Thursday, August 27, 2009
Is religious liberty about inclusion by the state or competition with the state?
Toronto law profs Ayelet Shachar and Ran Hirschi have posted their paper, "The New Wall of Separation: Permitting Diversity, Restricting Competition." From the abstract:
In recent years, the specter of litigants turning to religious or customary sources of law as authoritative guides to regulate their behavior, alongside or in lieu of secular norms, has risen to the forefront of politics in many countries worldwide. In this essay, we draw upon citizenship theory and comparative constitutional jurisprudence to identify two different categories of judicial response to religious-based claims for recognition, accommodation, and exemption: 1) 'diversity as inclusion;' and 2) 'non-state law as competition.'
As long as legal claims for accommodation are not seen by courts as challenging the lexical superiority of the constitutional religion itself ('diversity as inclusion'), they stand a fair chance of success. Contrast that with the unyielding reluctance of legislatures and judiciaries to accept as binding or even cognizable any potentially competing legal order that originates in sacred or customary sources of identity and authority. This pattern of clamping down and refusing to accept any alternative sources of regulation becomes particularly visible where the legal challenge at issue is interpreted as raising doubts regarding which set of norms and institutions, or what set of high priests, should have the final word in authoritatively resolving legal disputes within a given society ('non-state law as competition'). This is a challenge that no secular legal order, no matter how tolerant and otherwise open to providing exemptions and accommodations to religious believers, can accept with indifference. For what perceived to be at stake here is the very authority and source of legitimacy of the accepted civil religion.

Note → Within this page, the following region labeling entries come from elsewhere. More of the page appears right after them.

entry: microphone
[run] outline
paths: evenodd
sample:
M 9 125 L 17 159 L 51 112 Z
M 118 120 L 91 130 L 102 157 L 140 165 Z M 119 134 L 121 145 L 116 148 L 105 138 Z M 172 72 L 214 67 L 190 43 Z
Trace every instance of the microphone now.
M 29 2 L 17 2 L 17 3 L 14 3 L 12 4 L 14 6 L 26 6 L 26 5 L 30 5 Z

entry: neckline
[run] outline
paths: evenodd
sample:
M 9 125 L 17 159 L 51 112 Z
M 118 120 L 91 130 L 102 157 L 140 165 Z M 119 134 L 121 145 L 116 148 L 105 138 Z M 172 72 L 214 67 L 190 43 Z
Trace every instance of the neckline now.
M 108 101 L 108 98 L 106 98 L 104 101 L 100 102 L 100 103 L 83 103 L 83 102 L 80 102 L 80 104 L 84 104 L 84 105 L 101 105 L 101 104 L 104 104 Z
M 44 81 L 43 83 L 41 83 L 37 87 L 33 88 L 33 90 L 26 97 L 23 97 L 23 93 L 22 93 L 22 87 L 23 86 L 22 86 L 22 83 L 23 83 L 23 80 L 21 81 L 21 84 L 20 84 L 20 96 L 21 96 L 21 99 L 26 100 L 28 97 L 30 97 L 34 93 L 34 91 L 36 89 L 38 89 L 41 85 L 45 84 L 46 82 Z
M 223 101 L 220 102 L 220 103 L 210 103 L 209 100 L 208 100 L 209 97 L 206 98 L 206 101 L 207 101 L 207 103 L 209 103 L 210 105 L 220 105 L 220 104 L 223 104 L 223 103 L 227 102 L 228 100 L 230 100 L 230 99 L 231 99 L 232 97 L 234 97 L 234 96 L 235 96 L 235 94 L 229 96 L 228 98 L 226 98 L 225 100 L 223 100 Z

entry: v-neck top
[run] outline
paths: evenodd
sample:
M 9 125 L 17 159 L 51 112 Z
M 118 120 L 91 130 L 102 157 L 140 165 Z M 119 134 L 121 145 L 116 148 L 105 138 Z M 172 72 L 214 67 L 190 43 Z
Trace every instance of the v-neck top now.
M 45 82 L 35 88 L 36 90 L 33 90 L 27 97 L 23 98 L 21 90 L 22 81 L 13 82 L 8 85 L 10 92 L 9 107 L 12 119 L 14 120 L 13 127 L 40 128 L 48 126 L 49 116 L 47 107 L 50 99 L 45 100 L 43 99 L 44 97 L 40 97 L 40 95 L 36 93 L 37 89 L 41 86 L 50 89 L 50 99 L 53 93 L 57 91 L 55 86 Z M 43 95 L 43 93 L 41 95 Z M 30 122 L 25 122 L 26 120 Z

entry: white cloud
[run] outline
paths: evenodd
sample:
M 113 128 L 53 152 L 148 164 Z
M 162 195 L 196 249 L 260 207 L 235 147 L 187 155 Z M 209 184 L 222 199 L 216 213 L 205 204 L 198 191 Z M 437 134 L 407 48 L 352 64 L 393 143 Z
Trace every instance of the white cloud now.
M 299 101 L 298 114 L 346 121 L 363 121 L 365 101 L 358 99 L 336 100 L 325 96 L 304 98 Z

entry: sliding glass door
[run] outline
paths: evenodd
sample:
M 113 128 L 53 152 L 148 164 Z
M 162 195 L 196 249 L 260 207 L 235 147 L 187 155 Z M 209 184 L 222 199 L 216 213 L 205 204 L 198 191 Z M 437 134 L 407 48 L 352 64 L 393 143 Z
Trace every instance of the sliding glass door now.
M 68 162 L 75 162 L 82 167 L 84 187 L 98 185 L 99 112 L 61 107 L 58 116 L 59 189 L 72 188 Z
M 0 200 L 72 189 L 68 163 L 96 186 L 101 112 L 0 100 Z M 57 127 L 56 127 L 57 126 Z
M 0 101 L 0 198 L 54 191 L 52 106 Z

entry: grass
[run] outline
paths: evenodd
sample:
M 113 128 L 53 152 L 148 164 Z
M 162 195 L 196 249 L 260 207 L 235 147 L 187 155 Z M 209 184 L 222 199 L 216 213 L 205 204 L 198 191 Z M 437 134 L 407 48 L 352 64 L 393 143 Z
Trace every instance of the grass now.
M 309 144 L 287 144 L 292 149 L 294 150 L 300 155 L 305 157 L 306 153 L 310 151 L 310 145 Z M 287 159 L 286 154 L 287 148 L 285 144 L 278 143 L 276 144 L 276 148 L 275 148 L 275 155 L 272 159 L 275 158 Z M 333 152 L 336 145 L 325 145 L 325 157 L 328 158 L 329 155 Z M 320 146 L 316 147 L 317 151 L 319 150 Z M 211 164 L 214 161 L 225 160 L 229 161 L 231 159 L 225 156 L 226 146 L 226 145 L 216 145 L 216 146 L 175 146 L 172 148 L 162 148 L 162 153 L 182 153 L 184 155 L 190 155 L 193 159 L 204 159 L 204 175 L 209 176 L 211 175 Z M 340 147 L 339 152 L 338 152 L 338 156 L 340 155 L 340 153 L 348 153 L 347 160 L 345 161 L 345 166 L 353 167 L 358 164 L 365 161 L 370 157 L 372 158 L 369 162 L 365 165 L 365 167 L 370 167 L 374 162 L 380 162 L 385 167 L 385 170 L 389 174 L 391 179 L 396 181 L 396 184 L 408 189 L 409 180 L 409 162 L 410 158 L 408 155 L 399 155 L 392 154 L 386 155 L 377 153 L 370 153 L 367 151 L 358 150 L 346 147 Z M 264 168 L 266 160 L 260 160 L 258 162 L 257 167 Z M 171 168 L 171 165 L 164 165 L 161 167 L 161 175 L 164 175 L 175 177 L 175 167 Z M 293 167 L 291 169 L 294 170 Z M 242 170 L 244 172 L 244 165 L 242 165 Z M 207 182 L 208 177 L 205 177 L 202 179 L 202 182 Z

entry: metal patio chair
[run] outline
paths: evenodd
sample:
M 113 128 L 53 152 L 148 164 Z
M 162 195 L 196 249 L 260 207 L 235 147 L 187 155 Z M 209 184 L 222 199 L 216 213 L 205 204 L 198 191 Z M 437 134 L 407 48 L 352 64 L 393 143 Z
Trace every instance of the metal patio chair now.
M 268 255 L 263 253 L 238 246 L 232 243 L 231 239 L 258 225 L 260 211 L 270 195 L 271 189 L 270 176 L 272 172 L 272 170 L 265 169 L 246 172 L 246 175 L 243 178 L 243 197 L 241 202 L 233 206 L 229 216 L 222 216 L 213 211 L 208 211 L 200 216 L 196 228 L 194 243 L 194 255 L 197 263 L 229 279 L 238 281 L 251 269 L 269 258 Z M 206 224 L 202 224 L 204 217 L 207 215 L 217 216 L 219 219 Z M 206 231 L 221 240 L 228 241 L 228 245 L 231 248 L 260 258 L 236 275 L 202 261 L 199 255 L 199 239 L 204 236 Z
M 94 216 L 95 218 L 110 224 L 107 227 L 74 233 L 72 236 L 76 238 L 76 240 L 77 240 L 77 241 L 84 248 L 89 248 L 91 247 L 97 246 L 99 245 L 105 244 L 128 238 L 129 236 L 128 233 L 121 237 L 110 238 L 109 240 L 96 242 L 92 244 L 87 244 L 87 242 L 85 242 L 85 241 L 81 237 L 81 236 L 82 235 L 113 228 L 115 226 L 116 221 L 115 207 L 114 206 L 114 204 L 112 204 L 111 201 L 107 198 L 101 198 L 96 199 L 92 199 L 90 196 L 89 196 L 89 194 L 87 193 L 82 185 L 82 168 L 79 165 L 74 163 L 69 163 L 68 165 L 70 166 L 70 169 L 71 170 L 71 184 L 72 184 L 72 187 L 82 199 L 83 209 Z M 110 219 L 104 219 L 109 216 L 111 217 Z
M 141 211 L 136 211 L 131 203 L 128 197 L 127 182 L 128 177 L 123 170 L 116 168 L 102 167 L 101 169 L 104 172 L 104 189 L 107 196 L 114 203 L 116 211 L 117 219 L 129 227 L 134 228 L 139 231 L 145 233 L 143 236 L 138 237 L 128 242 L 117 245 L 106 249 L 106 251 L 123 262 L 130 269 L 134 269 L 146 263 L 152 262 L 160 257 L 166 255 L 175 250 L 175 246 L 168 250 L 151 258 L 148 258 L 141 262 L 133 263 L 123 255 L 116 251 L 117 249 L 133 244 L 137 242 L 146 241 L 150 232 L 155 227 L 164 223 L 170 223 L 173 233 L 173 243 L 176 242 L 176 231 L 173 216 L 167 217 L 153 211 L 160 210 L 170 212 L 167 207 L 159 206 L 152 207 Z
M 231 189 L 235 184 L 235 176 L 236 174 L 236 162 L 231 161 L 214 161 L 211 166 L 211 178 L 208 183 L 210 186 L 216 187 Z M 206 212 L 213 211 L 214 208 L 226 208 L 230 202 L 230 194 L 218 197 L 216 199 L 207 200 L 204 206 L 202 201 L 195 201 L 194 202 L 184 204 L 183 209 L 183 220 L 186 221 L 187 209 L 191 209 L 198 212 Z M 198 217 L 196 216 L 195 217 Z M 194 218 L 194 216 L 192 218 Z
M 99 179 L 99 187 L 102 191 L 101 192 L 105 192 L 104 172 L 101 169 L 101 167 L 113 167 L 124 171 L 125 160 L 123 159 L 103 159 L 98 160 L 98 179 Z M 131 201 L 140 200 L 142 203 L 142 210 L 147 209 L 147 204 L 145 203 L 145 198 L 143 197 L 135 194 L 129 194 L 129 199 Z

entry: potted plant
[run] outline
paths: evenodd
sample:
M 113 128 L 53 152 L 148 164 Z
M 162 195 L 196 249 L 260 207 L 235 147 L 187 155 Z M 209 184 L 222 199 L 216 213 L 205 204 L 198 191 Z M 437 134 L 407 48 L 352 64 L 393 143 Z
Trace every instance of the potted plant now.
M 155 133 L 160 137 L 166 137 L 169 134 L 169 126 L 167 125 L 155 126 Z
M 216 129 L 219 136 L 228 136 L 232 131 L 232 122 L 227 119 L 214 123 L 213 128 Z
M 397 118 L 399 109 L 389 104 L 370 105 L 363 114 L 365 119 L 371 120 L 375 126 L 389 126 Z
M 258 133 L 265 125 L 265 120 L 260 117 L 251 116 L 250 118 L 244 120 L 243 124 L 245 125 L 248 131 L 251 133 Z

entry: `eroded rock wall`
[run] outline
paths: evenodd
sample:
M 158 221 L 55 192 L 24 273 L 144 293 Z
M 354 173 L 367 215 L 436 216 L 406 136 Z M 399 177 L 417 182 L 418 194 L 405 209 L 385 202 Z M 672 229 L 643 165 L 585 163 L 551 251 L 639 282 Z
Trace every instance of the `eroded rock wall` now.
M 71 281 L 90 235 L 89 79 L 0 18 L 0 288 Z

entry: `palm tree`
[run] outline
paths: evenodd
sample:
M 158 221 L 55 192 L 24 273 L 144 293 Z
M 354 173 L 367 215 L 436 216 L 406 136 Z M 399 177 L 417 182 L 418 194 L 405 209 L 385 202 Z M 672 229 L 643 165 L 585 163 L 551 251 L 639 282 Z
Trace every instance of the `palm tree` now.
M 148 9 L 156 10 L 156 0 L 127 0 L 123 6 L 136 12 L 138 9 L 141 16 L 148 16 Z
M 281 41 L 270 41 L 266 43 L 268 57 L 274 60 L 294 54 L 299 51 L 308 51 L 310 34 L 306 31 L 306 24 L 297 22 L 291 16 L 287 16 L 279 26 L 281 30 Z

Is this "wall of separation" one that Catholic legal theory would support? I have not read the paper, so I'm not entirely clear when the secular legal order's recognition of the binding nature of other normative claims on particular segments of the citizenry constitutes "inclusion" or represents "competition." The Church would support foundational rule of law concepts, but obviously insists on space in which citizens can live out their allegiance to claims that do not emanate from the state. So is this framework helpful for navigating any of the tensions in American law, or just in societies grappling with more explicit questions of political pluralism, such as Canada and South Africa, both of which are discussed in the paper? (It must be helpful for something, since it received Solum's seal of approval.)